Juste pour vous annoncer que j’ai mis quelques vers (14  pour être précis) en ligne dans la rubrique ad hoc. J’aurais pu vous souhaiter la bonne année à la place, au lieu de vous attiger le cortex et de vous plomber le neurone ; mais, franchement, à quoi ça sert (je parle de la bonne année) ?

On sait tous qu’on va en baver des ronds de chapeau, et que ça fait juste que commencer. Je prévois même une rupture de stock de Prozac aux alentours de la mi-avril, vous verrez. En fait, aujourd’hui, il n’y a plus que deux attitudes possibles : soit on est optimiste ( :D ;) :o :)   etc.) quoi qu’il arrive, soit on devient très (mais alors TRES) pessimiste…

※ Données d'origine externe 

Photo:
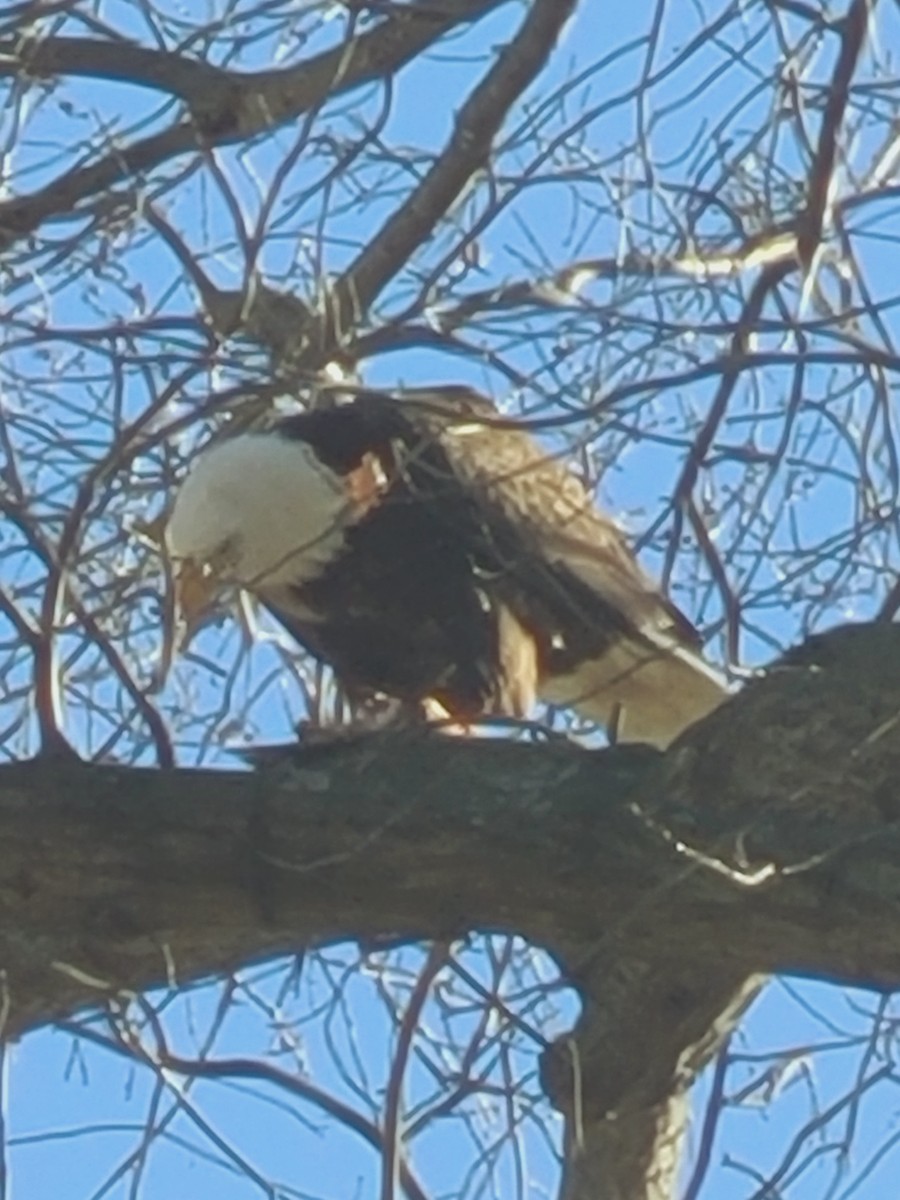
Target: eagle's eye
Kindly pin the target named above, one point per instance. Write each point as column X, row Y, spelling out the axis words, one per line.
column 220, row 564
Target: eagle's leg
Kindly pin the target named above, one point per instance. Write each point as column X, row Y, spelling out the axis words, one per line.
column 378, row 714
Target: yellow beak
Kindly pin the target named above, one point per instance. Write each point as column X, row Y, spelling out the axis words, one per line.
column 195, row 591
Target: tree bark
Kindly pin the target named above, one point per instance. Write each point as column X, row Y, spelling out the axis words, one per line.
column 667, row 886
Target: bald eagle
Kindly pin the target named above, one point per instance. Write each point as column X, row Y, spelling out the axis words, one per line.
column 430, row 551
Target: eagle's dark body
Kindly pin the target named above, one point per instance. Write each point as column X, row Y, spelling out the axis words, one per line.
column 472, row 569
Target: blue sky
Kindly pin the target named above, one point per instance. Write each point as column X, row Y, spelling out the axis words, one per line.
column 75, row 1111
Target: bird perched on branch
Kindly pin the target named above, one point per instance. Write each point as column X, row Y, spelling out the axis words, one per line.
column 431, row 551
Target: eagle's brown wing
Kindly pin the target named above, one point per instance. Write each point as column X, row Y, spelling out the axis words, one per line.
column 611, row 645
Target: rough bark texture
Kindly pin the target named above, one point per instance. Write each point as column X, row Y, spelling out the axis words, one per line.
column 669, row 886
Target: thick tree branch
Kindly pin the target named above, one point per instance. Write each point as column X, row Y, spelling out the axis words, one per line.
column 765, row 840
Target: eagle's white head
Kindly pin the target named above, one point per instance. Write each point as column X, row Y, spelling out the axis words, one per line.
column 258, row 511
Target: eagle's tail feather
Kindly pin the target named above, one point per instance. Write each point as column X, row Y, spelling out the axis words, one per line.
column 646, row 691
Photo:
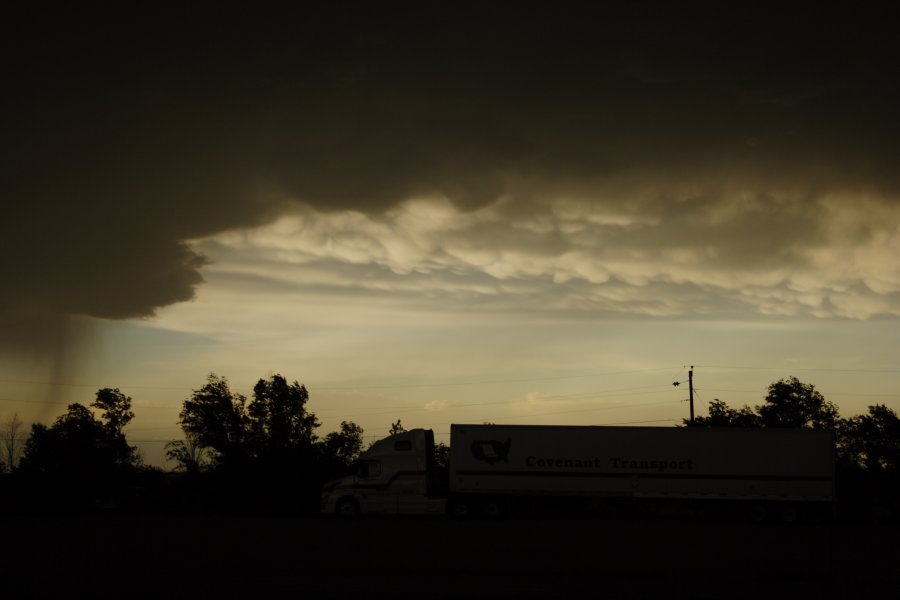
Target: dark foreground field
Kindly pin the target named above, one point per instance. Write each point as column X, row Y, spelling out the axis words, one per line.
column 116, row 556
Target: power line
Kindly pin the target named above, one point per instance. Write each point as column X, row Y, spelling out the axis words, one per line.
column 364, row 387
column 784, row 368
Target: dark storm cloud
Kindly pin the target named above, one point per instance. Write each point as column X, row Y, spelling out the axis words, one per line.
column 128, row 132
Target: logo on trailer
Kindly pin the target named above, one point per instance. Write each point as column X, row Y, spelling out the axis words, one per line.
column 491, row 451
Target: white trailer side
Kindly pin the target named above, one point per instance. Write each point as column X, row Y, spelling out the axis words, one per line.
column 787, row 465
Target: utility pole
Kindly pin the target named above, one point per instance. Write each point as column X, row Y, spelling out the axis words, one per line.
column 691, row 390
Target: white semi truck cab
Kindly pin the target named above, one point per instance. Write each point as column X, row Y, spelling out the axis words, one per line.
column 494, row 467
column 396, row 475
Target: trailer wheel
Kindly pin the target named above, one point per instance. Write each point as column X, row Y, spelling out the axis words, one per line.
column 492, row 509
column 459, row 509
column 758, row 513
column 347, row 508
column 789, row 514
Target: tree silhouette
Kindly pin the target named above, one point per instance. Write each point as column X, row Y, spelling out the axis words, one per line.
column 188, row 454
column 76, row 443
column 721, row 415
column 215, row 418
column 396, row 428
column 278, row 421
column 788, row 403
column 12, row 442
column 872, row 441
column 792, row 403
column 343, row 447
column 116, row 408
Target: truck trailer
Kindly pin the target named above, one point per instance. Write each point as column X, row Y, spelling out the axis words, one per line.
column 496, row 468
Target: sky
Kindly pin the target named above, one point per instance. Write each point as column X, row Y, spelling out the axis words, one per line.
column 449, row 212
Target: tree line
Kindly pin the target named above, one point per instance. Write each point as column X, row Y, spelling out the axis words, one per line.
column 265, row 453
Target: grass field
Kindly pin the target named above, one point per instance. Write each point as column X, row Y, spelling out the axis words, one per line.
column 157, row 556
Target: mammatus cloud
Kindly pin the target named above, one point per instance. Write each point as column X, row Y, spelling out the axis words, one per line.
column 735, row 254
column 614, row 154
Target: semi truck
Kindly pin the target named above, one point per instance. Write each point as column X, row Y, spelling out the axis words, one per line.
column 497, row 468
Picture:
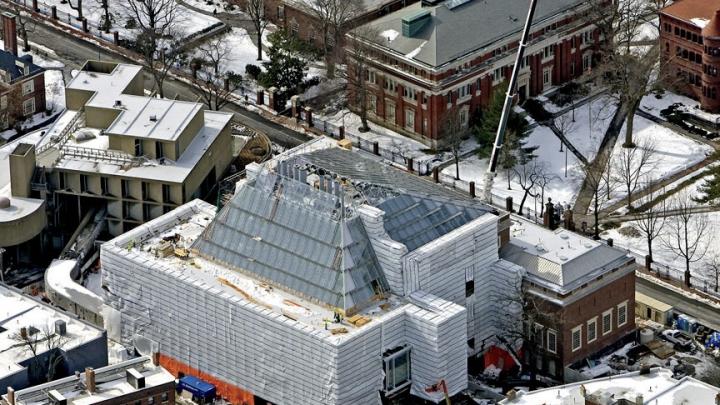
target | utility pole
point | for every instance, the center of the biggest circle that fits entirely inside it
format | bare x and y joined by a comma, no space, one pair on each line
502,127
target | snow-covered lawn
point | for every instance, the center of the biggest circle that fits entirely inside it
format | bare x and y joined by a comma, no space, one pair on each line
591,123
560,188
190,21
673,154
662,254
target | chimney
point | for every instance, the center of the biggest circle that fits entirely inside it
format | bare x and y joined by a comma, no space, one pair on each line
90,379
10,32
135,378
549,215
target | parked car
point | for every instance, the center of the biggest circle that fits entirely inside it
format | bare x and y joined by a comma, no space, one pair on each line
679,338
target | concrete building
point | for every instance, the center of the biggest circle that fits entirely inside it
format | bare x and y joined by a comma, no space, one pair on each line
424,63
690,39
582,294
62,343
116,149
22,83
329,278
135,381
649,386
299,19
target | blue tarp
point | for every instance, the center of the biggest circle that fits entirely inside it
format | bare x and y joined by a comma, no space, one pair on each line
197,387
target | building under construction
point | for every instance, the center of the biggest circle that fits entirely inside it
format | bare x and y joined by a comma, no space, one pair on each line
329,278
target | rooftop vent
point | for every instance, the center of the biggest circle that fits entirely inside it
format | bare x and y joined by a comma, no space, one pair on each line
60,327
414,23
135,378
56,398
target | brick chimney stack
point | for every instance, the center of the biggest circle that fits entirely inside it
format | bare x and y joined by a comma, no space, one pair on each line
10,32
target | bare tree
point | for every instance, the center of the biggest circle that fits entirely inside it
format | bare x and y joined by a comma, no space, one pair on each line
651,221
629,71
633,164
455,131
44,347
333,17
527,173
212,81
159,24
359,75
255,9
688,234
594,174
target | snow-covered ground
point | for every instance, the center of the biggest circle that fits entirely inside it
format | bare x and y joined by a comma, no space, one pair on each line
220,6
591,123
190,21
560,188
673,154
662,254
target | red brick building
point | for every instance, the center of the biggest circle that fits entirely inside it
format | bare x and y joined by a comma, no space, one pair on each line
430,58
22,83
296,16
690,38
582,294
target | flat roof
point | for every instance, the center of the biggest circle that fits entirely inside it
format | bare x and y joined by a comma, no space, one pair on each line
560,257
111,382
18,311
652,302
658,386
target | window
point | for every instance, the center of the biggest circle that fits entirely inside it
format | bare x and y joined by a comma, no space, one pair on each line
28,87
607,321
138,147
410,119
577,338
390,111
397,370
104,186
159,150
166,194
83,183
592,330
622,314
552,341
29,107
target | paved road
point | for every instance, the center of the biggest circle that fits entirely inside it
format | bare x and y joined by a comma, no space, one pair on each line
74,53
704,313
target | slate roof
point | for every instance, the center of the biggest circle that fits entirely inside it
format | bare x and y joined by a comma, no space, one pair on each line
8,64
298,227
453,33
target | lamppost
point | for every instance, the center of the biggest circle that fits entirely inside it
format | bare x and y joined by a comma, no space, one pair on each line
2,266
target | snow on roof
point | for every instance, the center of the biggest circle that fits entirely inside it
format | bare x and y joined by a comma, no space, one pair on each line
111,382
658,386
560,257
185,224
21,311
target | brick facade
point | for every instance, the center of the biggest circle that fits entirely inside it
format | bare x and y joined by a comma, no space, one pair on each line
691,50
564,48
605,297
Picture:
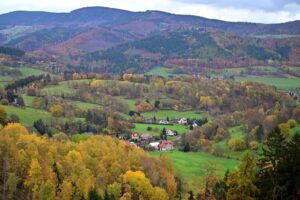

La différence ? C’est simple : dans le clan des optimistes on pense que dans trois au quatre ans, on n’aura plus que de la merde à manger et rien d’autre.

Et les pessimistes, me direz-vous ?

Ben eux, ils pensent qu’il n’y en aura même pas assez pour tout le monde.

Tout ça me fait penser qu’il faut que je me remette sérieusement  à écrire un nouveau roman. Je vous tiens informé, pas de panique… Je suppose que vous vous en battez l’oeil avec le pinceau de l’indifférence en plus.

Non, vous n’aurez pas mes meilleurs voeux, je les ai déjà donnés, j’y peux rien.